В школе ребят стало гораздо меньше. Заниматься было почти невозможно: обстрелы, налеты, занимались при свечке. Когда в один из дней пришли только трое, учительница сказала, что больше собираться не будем.
Вскоре мама перестала ходить на работу, ее организация была эвакуирована. Она часто уходила надолго, иногда на весь день – на дежурство, в очередь за хлебом, за водой, за дровами, за какой-нибудь едой.
Тогда все ходили медленно, не было сил. Да, блокада осталась в памяти как время, когда было темно, будто не было дня, а только одна очень длинная, темная, ледяная ночь.

В декабре все корочки закончились. Еды нет, нет у всех, кто остался в Ленинграде. Уже после войны в разговоре с кем-то мама сказал: «Спасибо дочке, она никогда не просила у меня есть!».
Из блокадных лет запомнился один Новый год – это, наверное, первый Новый год без красивой елки с конфетами, орехами, мандаринами и блестящими огоньками. По радио выступала Ольга Берггольц. Я не знала тогда, что это наша ленинградская поэте6сса, но голос ее, с характерной интонацией, как-то затронул и заставил внимательно слушать то, что она говорила. «Мне не надо говорить вам, какой он, этот год…». Дальше запомнились стихи. Кажется так: «Товарищ, нам выпали горькие трудные дни, грозят нам и горе, и беды. Но мы не забыты, мы не одни, и это уже победа!»

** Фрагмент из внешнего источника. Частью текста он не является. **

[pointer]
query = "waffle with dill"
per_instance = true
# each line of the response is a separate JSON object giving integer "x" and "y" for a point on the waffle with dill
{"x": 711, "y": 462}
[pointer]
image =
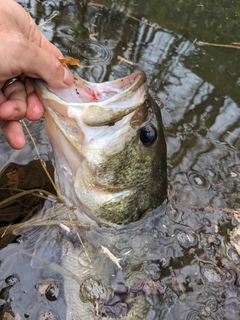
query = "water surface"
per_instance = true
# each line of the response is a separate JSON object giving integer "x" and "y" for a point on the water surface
{"x": 185, "y": 248}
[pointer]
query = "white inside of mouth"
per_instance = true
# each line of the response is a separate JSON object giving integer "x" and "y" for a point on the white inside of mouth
{"x": 87, "y": 92}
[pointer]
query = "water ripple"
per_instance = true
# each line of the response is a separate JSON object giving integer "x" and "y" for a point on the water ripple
{"x": 92, "y": 51}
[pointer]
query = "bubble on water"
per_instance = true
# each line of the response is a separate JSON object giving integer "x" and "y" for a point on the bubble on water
{"x": 153, "y": 270}
{"x": 12, "y": 280}
{"x": 186, "y": 239}
{"x": 193, "y": 315}
{"x": 212, "y": 305}
{"x": 93, "y": 51}
{"x": 197, "y": 180}
{"x": 211, "y": 274}
{"x": 233, "y": 255}
{"x": 52, "y": 292}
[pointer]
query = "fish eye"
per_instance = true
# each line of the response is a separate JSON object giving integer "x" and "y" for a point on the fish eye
{"x": 148, "y": 135}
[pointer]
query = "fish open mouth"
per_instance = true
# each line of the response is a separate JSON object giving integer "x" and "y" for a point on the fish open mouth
{"x": 96, "y": 104}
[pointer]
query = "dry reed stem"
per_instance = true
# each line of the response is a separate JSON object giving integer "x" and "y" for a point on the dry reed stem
{"x": 219, "y": 45}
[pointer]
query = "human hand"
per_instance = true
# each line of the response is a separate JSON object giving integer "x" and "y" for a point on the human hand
{"x": 24, "y": 52}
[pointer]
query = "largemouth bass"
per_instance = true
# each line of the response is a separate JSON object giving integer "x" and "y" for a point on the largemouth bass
{"x": 94, "y": 260}
{"x": 110, "y": 152}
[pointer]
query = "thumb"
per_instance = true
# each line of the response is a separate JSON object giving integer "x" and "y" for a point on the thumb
{"x": 40, "y": 63}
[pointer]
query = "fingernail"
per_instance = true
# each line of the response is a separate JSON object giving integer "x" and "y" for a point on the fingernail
{"x": 68, "y": 76}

В маминых записках есть такой кусочек: «Несмотря на ужасы блокады, постоянные обстрелы и бомбежки, залы театра и кино не пустовали».

Не могу точно сказать, когда это было. Скрипачка Баринова давала сольный концерт в Большом зале филармонии. Мне посчастливилось туда попасть. Зал не отапливался, сидели в пальто. Было темно, только каким-то светом была подсвечена фигура артистки. Было видно, как она дышала на свои пальцы, чтобы хоть немножко их согреть.
У нашей школы были грядки в Летнем саду. Там мы пропалывали морковку, салат и свеклу. Когда весной на старых липах только прорезались зеленые листочки, мы ели их без конца, потом ели цветы липы, а потом семена.

В какой-то день весны 1943 ожил двор Некрасовской бани. Чумазые люди в ватниках пытались оживить котельную. Наступил день, когда баня открылась. Мы отправились в баню, надеясь успеть помыться между обстрелами. В бане ступая босыми ногами по цементному полу мы держались за руки и почему-то смеялись. Мы вдруг увидели какие мы страшные! Идут по пустой бане два скелета с мочалками в руках, дрожат от холода и смеются. Вода была теплая, но баня еще не прогрелась. В мыльной плескались еще четыре храбрые блокадницы, худые и костлявые. Смотреть друг на друга было неловко.

Еще шла война, когда в городе появился Музей Обороны Ленинграда. В нем все было потрясающей правдой. Пересказать это невозможно. Такого музея еще не было. Но потом он был уничтожен. Уничтожали память, уничтожали опыт людей, опыт выживания. Потом прошло еще какое-то время и музей открыли, но то, что сейчас – это жалкое напоминание…
Когда меня спрашивают о самом счастливом дне моей жизни, я говорю, что это был День Победы 9 мая 1945 года. Никогда не видела я потом у людей более счастливых лиц. И тогда, 9 мая 1945, верилось, что после таких потерь, страданий, ужасов люди поймут, наконец, бессмысленность войн.

Не узнать теперь в разросшихся деревьях тех тонких саженцев липок и яблонек, что сажали мы школьниками в Московском и Приморском парках Победы."